Enzo Melchiorri è un vecchio caratterista senza lavoro alle prese con i debiti di gioco della moglie Licia. Vive a Bordighera, in una villa oggi ipotecata per finanziare le serate al casinò di Sanremo della consorte e per tirare avanti alla meglio. L’incontro con l’altro protagonista – senza nome e voce narrante della storia – è casuale. L’altro è un regista in trattativa con la Rai per uno sceneggiato nel quale potrebbe trovare un ruolo lo stesso Melchiorri, che ora spera di ritornare nel giro grazie all’aiuto dell’amico. La messa a punto del teleromanzo tuttavia si rivela più complicata del previsto e si perde in mille “vedremo” e “le faremo sapere”.

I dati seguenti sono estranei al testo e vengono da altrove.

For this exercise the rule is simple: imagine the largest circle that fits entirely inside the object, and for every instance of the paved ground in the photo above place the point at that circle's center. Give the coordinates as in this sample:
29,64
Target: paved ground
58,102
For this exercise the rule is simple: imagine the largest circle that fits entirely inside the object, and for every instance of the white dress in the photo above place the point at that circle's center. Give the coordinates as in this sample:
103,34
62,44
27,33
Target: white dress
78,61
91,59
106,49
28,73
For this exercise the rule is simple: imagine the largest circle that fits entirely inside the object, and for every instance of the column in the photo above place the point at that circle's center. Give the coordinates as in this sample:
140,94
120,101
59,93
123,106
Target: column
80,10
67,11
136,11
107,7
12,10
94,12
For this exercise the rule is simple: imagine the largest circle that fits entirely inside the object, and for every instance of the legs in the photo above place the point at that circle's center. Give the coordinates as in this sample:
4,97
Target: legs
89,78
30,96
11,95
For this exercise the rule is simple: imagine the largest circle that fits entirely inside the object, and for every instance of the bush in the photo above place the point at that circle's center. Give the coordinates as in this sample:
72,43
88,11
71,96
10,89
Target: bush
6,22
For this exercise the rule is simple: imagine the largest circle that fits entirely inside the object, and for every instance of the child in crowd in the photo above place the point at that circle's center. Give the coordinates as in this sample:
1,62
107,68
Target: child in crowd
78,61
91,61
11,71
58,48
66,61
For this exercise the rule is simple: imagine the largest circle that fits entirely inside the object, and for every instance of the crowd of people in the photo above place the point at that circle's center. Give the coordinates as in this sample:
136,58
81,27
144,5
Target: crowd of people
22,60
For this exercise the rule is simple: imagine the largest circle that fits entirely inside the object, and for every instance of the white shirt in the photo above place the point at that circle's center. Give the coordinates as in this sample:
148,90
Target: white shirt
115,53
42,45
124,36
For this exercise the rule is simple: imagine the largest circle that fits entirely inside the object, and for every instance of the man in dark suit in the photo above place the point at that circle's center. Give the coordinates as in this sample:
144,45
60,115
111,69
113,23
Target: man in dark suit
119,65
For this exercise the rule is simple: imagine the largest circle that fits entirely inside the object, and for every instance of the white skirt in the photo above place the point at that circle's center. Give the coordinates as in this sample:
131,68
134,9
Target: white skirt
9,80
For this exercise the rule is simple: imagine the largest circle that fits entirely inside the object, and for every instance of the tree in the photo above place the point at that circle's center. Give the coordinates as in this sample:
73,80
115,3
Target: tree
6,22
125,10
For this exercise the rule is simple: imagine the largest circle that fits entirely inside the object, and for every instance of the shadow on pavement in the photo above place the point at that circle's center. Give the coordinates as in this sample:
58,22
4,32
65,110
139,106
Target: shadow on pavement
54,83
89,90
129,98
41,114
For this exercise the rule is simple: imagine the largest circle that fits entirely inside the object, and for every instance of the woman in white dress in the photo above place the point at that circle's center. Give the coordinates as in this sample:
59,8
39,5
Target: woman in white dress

L’attore, romanzo del 1970 e vincitore del premio Campiello, è l’opera di maggiore successo di Mario Soldati, scrittore per troppi anni dimenticato ed oggi riportato in libreria dalla Bompiani con una serie di pubblicazioni rinnovate anche nella veste grafica. La trama, nella sua prima parte, è incentrata sulla figura ancora sconosciuta di Melchiorri: i vecchi fasti del teatro dell’anteguerra, la fisicità goffa quasi da effeminato, il cono d’ombra nel quale è stato risucchiato negli anni del boom economico, il ricordo dei tempi migliori, la generosità a dispetto del pregiudizio che molti colleghi nutrivano nei suoi confronti, le cene notturne in una trattoria dietro piazza di Spagna dove oggi c’è un grande magazzino. E’ un’Italia che cambia pelle quella che ci descrive Soldati tra le pieghe della vicenda personale del protagonista, un Paese distratto dall’insperato benessere, alla ricerca di nuovi miti, stili e forme di spettacolo più moderne. La Rai, con la sua burocrazia e le sue clientele, è il contesto nel quale Soldati ambienta una metà della storia. L’altra metà si svolge in Costa Azzurra, nel mondo del gioco d’azzardo, della bella vita: lo spaccato preciso, malinconico, di una borghesia in declino, presto fuori moda, che ha già dato il peggio di sé. Qui la narrazione perde il mordente dei primi capitoli per sfilacciarsi nel groviglio dei tradimenti di Melchiorri con le sue domestiche, negli alti e bassi – più bassi – del suo matrimonio, nell’ossessione senza fine di Licia per il gioco. Almeno cento pagine di troppo per un’opera che sarebbe stato meglio contenere, comprimere, nella metà del suo volume cartaceo per farne un racconto anziché un romanzo.